A decisão sobre como ter um carro na garagem já não se resume a uma escolha entre compra à vista ou financiamento. Um terceiro modelo, o de assinatura, ganha tração no Brasil, impulsionado por gigantes do setor de locação que enxergam uma mudança estrutural no comportamento do consumidor. A tese é que o acesso à mobilidade está se tornando mais valioso que a posse do veículo.
Para a Localiza&Co, uma das principais vozes na defesa desse modelo, a transição é análoga à que ocorreu em setores como música e software, onde o acesso suplantou a propriedade. Em uma análise publicada pelo InfoMoney, Breno Campolina, diretor-executivo da companhia, argumenta que o consumidor está começando a avaliar o automóvel pelo benefício de uso, e não mais como um patrimônio a ser acumulado.
A matemática além da parcela
A principal barreira para a adoção do modelo de assinatura é a comparação direta entre a mensalidade do serviço e a parcela de um financiamento. A leitura da Localiza, no entanto, é que essa análise é incompleta. O cálculo correto, segundo a empresa, deveria incluir todos os custos associados à posse de um veículo: despesas com documentação, IPVA, seguro, manutenções preventivas e, crucialmente, a depreciação do ativo.
Nessa lógica, a assinatura transforma um investimento de alto valor e risco de desvalorização em uma despesa mensal fixa e previsível. O modelo busca empacotar em um único serviço toda a jornada de gestão do carro, eliminando as preocupações do proprietário com a burocracia e a eventual revenda. É a aplicação da lógica de "software como serviço" (SaaS) a um ativo físico de alto valor.
Plataforma de acesso e o futuro elétrico
O avanço da eletrificação adiciona outra camada estratégica ao modelo de assinatura. O alto custo inicial e a incerteza sobre o valor de revenda de um veículo elétrico são barreiras significativas para o consumidor. A assinatura funciona, nesse contexto, como uma porta de entrada de baixo risco, permitindo que usuários experimentem a nova tecnologia sem o compromisso financeiro da aquisição.

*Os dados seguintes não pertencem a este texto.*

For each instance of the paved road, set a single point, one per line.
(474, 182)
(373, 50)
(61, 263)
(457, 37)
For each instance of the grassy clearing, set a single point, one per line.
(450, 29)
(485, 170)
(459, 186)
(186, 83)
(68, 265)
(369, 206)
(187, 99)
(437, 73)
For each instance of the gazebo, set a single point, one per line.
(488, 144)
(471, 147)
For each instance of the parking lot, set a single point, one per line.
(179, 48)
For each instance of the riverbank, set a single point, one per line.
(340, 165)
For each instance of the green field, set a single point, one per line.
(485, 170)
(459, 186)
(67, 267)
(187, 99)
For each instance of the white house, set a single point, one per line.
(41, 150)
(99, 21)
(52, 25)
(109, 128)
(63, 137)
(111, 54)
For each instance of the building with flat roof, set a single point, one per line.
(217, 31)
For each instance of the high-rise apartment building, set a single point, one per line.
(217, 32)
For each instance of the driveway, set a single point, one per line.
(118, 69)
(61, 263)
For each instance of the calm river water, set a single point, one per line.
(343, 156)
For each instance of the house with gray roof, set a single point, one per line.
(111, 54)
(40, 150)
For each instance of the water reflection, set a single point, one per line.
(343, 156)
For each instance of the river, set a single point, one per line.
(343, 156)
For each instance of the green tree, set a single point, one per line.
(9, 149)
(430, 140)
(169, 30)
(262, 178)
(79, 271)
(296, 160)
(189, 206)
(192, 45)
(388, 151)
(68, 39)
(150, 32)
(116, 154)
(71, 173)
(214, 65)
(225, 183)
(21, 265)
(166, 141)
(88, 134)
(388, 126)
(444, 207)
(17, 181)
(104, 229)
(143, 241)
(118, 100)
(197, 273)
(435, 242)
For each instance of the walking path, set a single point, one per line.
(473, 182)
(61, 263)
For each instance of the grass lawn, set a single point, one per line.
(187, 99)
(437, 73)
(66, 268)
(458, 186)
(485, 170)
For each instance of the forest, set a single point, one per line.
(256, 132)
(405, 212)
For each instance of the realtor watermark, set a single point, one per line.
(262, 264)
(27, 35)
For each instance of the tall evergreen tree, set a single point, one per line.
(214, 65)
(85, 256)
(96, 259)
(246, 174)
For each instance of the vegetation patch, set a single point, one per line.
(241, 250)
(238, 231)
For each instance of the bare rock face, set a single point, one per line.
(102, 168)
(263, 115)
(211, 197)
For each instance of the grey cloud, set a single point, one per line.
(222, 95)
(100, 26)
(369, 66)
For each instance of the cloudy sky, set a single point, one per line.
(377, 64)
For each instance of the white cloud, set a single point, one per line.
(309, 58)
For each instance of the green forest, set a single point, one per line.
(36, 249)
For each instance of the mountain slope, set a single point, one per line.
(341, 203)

Para a Localiza, isso representa uma oportunidade de se posicionar não apenas como uma locadora, mas como uma plataforma de mobilidade. A empresa oferece às montadoras — tanto as tradicionais quanto as novas entrantes, como as chinesas — um canal massivo para apresentar lançamentos e testar a aceitação de novas tecnologias, conectando-as a uma base de milhões de clientes.
A questão para o consumidor deixa de ser apenas qual carro comprar, mas qual modelo de mobilidade se encaixa melhor em sua estratégia financeira e de vida. A aposta das empresas do setor é que, para um número crescente de pessoas, a resposta não estará mais na propriedade.